AI and HPC for Honey Authenticity: PollenTrace at IEEE IT2026

At the IEEE IT2026 conference in Žabljak, researchers from the University of Donja Gorica presented PollenTrace, an innovative project combining Artificial Intelligence and High Performance Computing (HPC) to enhance honey authenticity verification. Traditional pollen analysis (melissopalynology), while reliable, is time-consuming and dependent on expert knowledge. PollenTrace addresses this limitation by developing a large-scale microscopy dataset and an AI-driven detection pipeline capable of automatically identifying pollen grains in honey samples.
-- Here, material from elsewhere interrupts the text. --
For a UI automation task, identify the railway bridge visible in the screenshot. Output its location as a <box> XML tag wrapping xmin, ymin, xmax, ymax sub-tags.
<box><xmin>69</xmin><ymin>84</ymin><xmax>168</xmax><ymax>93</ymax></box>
The project is building a dataset of over 33,000 high-resolution microscopy images derived from more than 1,100 biological samples collected across Montenegro, enabling the development of robust and scalable AI models. As a proof of concept, a deep learning model based on YOLOv11 was trained on annotated microscopy images, achieving 84% precision and 88% recall, demonstrating strong potential for automated pollen detection and future large-scale deployment.

HPC resources played a key role in enabling efficient model training and handling of high-resolution image datasets, highlighting the importance of national HPC infrastructure—such as that provided through NCC Montenegro -in supporting advanced AI applications in agri-food systems. This is also cross-project collaboration.
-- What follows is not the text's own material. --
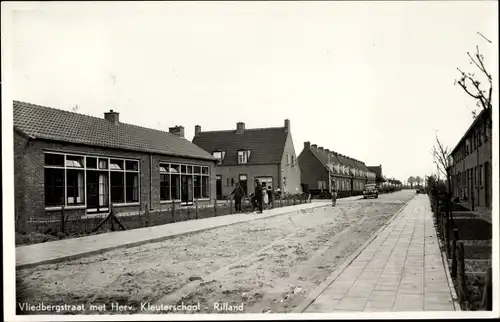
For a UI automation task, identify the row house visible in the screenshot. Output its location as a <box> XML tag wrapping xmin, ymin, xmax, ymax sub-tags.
<box><xmin>298</xmin><ymin>142</ymin><xmax>376</xmax><ymax>194</ymax></box>
<box><xmin>13</xmin><ymin>101</ymin><xmax>217</xmax><ymax>231</ymax></box>
<box><xmin>449</xmin><ymin>109</ymin><xmax>492</xmax><ymax>209</ymax></box>
<box><xmin>193</xmin><ymin>119</ymin><xmax>302</xmax><ymax>199</ymax></box>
PollenTrace represents a step forward toward digital, scalable, and reproducible food authenticity verification, with strong potential to support laboratories, regulatory bodies, and industry in ensuring product quality and consumer trust. PollenTrace is supported as a PoC project by the Innovation Fund of Montenegro.
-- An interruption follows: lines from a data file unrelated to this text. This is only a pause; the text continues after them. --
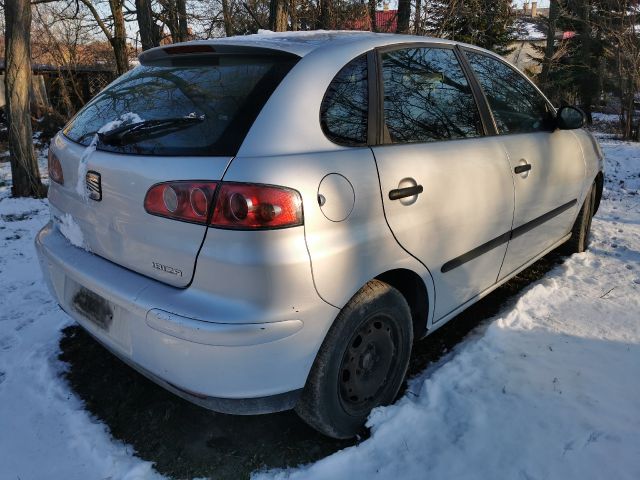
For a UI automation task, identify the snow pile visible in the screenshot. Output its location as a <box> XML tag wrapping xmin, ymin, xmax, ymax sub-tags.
<box><xmin>72</xmin><ymin>112</ymin><xmax>143</xmax><ymax>199</ymax></box>
<box><xmin>0</xmin><ymin>136</ymin><xmax>640</xmax><ymax>480</ymax></box>
<box><xmin>58</xmin><ymin>213</ymin><xmax>87</xmax><ymax>250</ymax></box>
<box><xmin>254</xmin><ymin>137</ymin><xmax>640</xmax><ymax>480</ymax></box>
<box><xmin>0</xmin><ymin>160</ymin><xmax>160</xmax><ymax>480</ymax></box>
PhD Defence at UDG: Advancing AI and HPC in Precision Agriculture

The University of Donja Gorica, through the Faculty for Information Systems and Technologies, proudly announces the successful PhD defence of Mr. Stevan Čakić, focused on the application of Artificial Intelligence and High-Performance Computing in precision agriculture.

The research addresses key challenges in modern agriculture, particularly in poultry farming, by leveraging deep learning and computer vision models for real-time monitoring, early disease detection, and improved farm management. The models were developed and trained using HPC resources, enabling efficient experimentation and achieving high prediction accuracy exceeding 92% . A significant contribution of this work lies in the integration of HPC-based model development with deployment on edge devices in real farm environments, demonstrating a complete AI-to-industry pipeline. The research also explores the use of generative AI and synthetic data to reduce dependency on large annotated datasets, accelerating innovation cycles.

mr Stevan Cakic presenting his PhD Thesis on AI/HPC in precision agriculture

Importantly, part of this research was conducted in synergy with the FFplus experiment and in direct collaboration with industry partners, highlighting the role of HPC in enabling real-world, industry-driven AI applications. This achievement further demonstrates the impact of the NCC Montenegro and EuroCC2 & EuroCC4SEE initiatives in supporting advanced research, fostering academia-industry collaboration, and promoting the adoption of HPC technologies in strategic sectors such as agriculture.